6. The Editorializer
Fantasy drafts and socializing go hand in hand, but some guys have a tough time remembering that human conversation is a two-way street. Which brings us to the Editorializer, the self-appointed judge of all fantasy picks. This guy has a verdict about everything. Problem is, nobody’s asking for it. His criticisms are maddening (Too soon, tooooo soon), his witticisms infuriating (Sweet pick … not!), his compliments condescending (Great pick. Greaaat pick.). If we wanted a play-by-play of our fantasy draft, we would’ve asked Bob Costas.
5. His Lateness
Sadly, tardiness has become an accepted, often embraced part of American culture. But not when it comes to fantasy drafts, which can’t begin until everybody’s there. Which is why the guy who’s late is so mind-bogglingly inconsiderate. Making a few people wait is bad enough. But an entire league? Multiply the 20 or so minutes he’s late by the number of people waiting, and you have hours of wasted time. Clearly, His Lateness is anything but fantasy royalty.
4. The Cheapskate
It’d be one thing if people were forced to join money leagues, but thankfully, mob tactics don’t fly in fantasy. Which brings us to the guy who doesn’t pay. The Cheapskate’s refusal to pull out the checkbook takes us one step closer to the Fantasy Apocalypse, in which all money leaguers will be federally obligated to sign a legally binding contract on D-Day. Naturally, it’s not all about the money, but being the Cheapskate is just as bad as stealing a wad of cash from the winner’s wallet.
3. The Conspirator
There’s no fantasy rulebook, but there is an unwritten rule that says you’re in it alone. And for good reason. This isn’t Pictionary night at your neighbor’s house. This is fantasy baseball, every man for himself, winner — not winners — take all. But the Conspirator has a behind-the-scenes buddy doing his dirty work, a guy on the other end of those all-too-frequent cell-phone calls on D-Day. He’s a coward, the white-collar criminal of fantasy, too weak to take care of his own business, too afraid to disclose his dark partnership.
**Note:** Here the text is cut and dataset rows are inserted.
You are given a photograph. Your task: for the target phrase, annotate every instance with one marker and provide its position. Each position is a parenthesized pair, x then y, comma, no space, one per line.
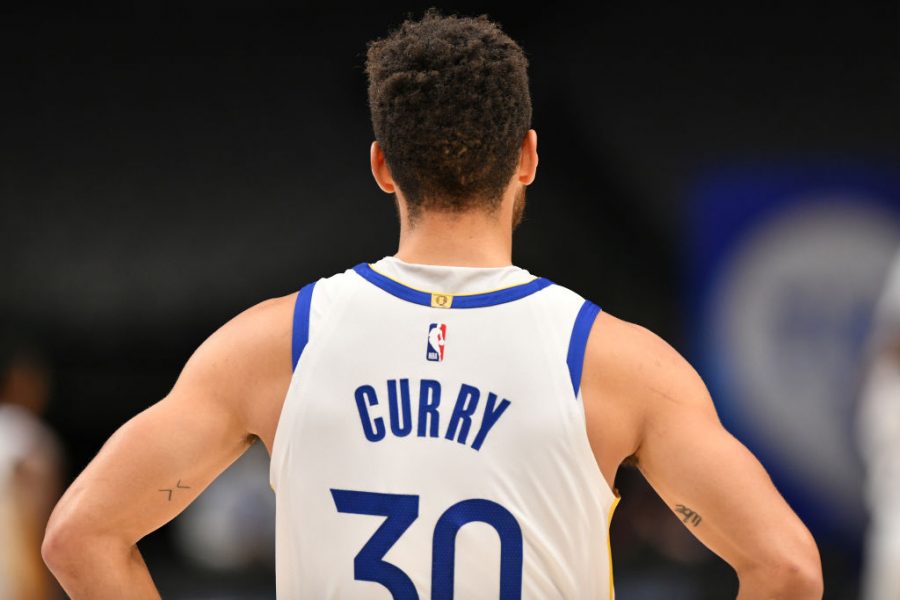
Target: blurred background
(726,174)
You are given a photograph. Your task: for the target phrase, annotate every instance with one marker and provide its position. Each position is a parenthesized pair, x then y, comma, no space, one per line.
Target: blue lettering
(428,414)
(372,428)
(492,413)
(466,403)
(401,416)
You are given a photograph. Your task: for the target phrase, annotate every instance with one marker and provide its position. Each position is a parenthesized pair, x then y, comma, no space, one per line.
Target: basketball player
(440,422)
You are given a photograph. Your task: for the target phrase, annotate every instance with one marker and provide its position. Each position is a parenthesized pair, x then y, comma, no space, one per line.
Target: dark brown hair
(450,107)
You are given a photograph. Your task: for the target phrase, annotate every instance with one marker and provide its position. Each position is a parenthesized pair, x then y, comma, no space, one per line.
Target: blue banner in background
(784,265)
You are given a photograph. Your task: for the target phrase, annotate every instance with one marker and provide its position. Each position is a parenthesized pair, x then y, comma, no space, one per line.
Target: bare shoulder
(640,364)
(632,378)
(246,364)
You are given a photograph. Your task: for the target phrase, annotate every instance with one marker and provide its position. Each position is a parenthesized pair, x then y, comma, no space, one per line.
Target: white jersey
(432,443)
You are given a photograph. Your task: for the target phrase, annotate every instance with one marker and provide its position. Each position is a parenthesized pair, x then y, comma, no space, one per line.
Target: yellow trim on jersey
(451,296)
(612,509)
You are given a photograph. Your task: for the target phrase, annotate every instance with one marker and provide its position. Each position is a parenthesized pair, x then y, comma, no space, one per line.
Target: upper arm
(155,464)
(710,481)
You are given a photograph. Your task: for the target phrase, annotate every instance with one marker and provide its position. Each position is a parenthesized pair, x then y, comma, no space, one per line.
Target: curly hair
(450,107)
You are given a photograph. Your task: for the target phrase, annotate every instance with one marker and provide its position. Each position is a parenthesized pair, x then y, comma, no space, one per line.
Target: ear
(528,158)
(380,170)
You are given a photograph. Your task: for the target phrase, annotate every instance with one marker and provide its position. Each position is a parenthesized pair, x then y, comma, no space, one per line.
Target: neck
(468,239)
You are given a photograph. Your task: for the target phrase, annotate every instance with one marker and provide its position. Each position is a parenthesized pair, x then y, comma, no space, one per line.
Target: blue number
(444,546)
(401,510)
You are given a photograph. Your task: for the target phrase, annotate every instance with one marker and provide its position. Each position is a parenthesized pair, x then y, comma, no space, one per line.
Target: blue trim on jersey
(300,331)
(577,343)
(459,301)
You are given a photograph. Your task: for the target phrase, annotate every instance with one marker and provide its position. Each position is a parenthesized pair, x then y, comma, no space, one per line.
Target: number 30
(401,510)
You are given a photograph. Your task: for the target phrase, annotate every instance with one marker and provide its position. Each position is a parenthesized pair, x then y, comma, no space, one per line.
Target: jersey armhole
(581,329)
(300,327)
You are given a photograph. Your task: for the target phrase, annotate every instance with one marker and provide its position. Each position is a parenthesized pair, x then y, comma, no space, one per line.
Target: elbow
(800,578)
(795,574)
(60,547)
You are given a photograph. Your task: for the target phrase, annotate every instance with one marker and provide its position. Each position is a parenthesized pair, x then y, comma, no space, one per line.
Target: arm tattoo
(177,486)
(689,515)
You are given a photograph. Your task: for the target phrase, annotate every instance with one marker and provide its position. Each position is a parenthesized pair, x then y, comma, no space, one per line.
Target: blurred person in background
(30,466)
(879,441)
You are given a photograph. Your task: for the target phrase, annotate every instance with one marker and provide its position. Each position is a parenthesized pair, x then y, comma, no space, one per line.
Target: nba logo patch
(437,334)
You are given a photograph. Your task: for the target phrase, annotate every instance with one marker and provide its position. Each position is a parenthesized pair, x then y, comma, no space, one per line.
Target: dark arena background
(725,174)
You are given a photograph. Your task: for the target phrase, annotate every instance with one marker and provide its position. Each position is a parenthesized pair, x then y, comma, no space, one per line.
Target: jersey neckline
(440,299)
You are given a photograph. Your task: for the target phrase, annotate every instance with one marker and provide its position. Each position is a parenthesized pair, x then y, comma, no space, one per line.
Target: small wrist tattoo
(178,486)
(689,515)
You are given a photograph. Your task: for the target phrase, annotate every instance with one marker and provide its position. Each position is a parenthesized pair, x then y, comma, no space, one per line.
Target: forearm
(99,569)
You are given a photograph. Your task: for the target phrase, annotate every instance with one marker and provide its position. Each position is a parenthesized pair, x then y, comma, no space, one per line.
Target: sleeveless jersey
(432,442)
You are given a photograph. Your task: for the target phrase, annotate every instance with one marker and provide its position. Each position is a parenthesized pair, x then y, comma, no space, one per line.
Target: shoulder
(633,371)
(244,367)
(254,335)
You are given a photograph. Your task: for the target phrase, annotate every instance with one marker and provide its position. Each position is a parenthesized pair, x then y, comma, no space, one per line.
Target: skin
(642,400)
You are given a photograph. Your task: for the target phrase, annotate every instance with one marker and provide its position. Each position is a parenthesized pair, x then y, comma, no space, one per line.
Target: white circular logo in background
(786,325)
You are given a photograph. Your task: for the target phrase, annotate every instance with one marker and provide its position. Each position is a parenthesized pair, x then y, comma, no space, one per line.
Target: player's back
(432,443)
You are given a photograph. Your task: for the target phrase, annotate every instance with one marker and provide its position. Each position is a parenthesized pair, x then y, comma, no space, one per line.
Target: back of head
(450,107)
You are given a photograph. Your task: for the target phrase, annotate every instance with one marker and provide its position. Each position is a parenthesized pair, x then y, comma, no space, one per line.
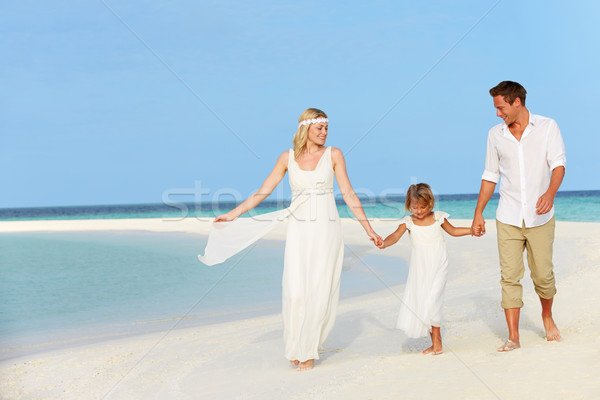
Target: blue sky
(107,102)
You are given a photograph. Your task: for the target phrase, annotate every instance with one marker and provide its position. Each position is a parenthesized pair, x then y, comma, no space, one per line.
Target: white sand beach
(364,357)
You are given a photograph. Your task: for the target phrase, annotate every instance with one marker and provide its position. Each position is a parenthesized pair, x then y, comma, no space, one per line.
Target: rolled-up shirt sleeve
(556,148)
(492,162)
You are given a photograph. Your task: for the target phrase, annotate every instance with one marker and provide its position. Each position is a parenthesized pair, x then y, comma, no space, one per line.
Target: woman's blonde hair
(421,193)
(301,135)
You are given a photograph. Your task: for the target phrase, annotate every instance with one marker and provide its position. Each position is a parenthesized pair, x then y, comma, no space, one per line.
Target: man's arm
(485,194)
(546,201)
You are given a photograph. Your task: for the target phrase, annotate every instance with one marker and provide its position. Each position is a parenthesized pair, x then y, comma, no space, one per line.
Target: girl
(421,308)
(314,249)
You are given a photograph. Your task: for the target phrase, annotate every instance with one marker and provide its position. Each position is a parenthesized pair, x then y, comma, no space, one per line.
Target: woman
(314,248)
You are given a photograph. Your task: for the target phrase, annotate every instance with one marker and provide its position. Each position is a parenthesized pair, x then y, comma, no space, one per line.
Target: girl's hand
(376,239)
(224,218)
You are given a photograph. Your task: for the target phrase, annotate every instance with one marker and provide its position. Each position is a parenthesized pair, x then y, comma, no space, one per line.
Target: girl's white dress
(314,253)
(422,303)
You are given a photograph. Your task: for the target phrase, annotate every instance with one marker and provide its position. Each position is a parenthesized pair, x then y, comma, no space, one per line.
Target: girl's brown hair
(421,193)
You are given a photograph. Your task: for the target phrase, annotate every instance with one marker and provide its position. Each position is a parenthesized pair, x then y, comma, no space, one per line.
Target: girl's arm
(393,238)
(350,197)
(454,230)
(265,190)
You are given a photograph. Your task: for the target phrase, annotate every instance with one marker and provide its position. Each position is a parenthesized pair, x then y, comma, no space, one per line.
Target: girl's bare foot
(552,332)
(306,365)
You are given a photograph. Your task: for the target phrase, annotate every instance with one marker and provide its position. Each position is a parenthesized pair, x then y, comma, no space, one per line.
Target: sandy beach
(364,357)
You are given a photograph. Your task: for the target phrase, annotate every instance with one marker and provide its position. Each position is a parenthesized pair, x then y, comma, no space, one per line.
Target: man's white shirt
(523,168)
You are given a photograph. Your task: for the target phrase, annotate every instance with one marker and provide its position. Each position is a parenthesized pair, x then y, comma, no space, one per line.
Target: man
(528,153)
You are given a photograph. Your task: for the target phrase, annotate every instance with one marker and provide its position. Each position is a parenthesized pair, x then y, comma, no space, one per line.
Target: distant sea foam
(569,206)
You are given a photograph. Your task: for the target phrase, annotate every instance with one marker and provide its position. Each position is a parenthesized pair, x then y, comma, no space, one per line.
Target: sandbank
(364,357)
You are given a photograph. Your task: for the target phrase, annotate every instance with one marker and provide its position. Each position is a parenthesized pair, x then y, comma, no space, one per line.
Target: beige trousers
(538,241)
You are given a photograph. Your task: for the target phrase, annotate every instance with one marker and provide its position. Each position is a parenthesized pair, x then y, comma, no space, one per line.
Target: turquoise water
(60,289)
(570,206)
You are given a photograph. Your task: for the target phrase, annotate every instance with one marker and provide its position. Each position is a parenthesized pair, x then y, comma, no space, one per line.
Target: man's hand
(478,226)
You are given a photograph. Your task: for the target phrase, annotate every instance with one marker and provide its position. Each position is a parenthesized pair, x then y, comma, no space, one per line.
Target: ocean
(66,288)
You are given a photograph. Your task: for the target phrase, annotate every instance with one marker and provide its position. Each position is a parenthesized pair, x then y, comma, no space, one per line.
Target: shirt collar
(533,120)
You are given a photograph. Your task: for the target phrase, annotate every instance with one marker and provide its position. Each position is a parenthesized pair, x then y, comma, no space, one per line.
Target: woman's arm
(350,197)
(454,230)
(265,190)
(393,238)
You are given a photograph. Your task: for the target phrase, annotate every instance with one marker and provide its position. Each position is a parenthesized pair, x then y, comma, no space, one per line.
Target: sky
(106,102)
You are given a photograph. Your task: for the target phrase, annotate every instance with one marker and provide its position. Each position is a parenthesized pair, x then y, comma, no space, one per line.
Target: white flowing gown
(421,306)
(314,253)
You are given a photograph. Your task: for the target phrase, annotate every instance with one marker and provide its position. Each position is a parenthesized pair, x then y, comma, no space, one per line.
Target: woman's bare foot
(306,365)
(552,332)
(433,351)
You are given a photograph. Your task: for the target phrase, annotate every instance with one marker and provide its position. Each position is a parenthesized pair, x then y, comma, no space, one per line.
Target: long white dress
(421,306)
(313,258)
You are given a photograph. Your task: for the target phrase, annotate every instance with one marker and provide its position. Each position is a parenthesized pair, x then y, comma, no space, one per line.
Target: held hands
(478,226)
(376,239)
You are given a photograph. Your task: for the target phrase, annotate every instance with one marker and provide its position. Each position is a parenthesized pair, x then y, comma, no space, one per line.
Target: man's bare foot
(552,332)
(509,345)
(306,365)
(433,351)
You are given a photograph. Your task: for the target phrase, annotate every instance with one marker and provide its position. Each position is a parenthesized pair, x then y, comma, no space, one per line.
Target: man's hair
(509,90)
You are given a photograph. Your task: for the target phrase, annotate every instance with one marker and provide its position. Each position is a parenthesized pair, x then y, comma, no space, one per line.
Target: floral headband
(312,121)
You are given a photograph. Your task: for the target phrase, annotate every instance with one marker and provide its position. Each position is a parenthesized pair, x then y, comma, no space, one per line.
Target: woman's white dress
(421,306)
(314,253)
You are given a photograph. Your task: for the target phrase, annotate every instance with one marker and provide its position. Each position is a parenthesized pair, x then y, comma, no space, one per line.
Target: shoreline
(364,355)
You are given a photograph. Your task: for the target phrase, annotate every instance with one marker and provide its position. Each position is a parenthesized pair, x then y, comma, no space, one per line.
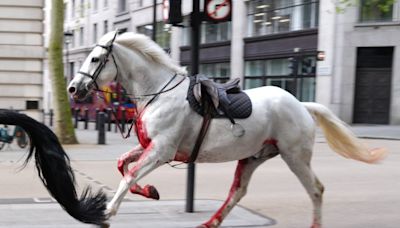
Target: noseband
(102,64)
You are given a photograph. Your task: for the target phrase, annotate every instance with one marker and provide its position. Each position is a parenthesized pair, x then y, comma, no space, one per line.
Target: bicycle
(19,134)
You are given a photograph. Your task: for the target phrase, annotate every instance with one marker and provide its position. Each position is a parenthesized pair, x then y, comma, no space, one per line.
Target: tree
(64,128)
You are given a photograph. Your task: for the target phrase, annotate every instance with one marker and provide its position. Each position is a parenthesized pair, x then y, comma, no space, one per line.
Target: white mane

If there were such a thing as a fantasy jail, the Partner would be the first to do time.
2. The Speaker
A silent voice on the other end of the phone line is usually pretty creepy. Think Ghostface in the movie "Scream." But in the case of the guy who’s drafting on speaker phone, it’s downright annoying. Inevitably, the Speaker is unresponsive when it’s his turn, he routinely picks guys who’ve been picked (see Repeat Offender), and he’s generally incoherent — all thanks to his poor mode of communication. Better to leave your buddy in Boise out of the picture than subject your league to the Speaker.
1. The Accidental Sniper
We’ve all played fantasy baseball with the guy who, quite literally, is out of his league, the extreme fair-weather fan who thinks there are still Expos in Montreal. But one way or another, the Accidental Sniper ends up snagging your top sleeper pick right before you were planning on pulling the trigger, displaying a clueless dominance not seen since the days of Inspector Gadget. For all you Yankees fans out there banking on taking Philip Hughes with your last pick this year, watch out for the Sniper. He’ll take a page out of the Crammer’s book, grab a random magazine, start flipping, locate the Yankees’ top prospect and pick him at the last possible second, obliviously ruining your master plan — and your draft.
There you have it, the worst of the worst. Quite the motley crew, eh?
But let’s not fool ourselves. There’s a little bit of the Repeat Offender, the Crammer and the Editorializer in everyone. We’ve all been guilty of making D-Day seem more like World War III than a civilized gathering of friends.
So give peace a chance. And please, don’t be that guy.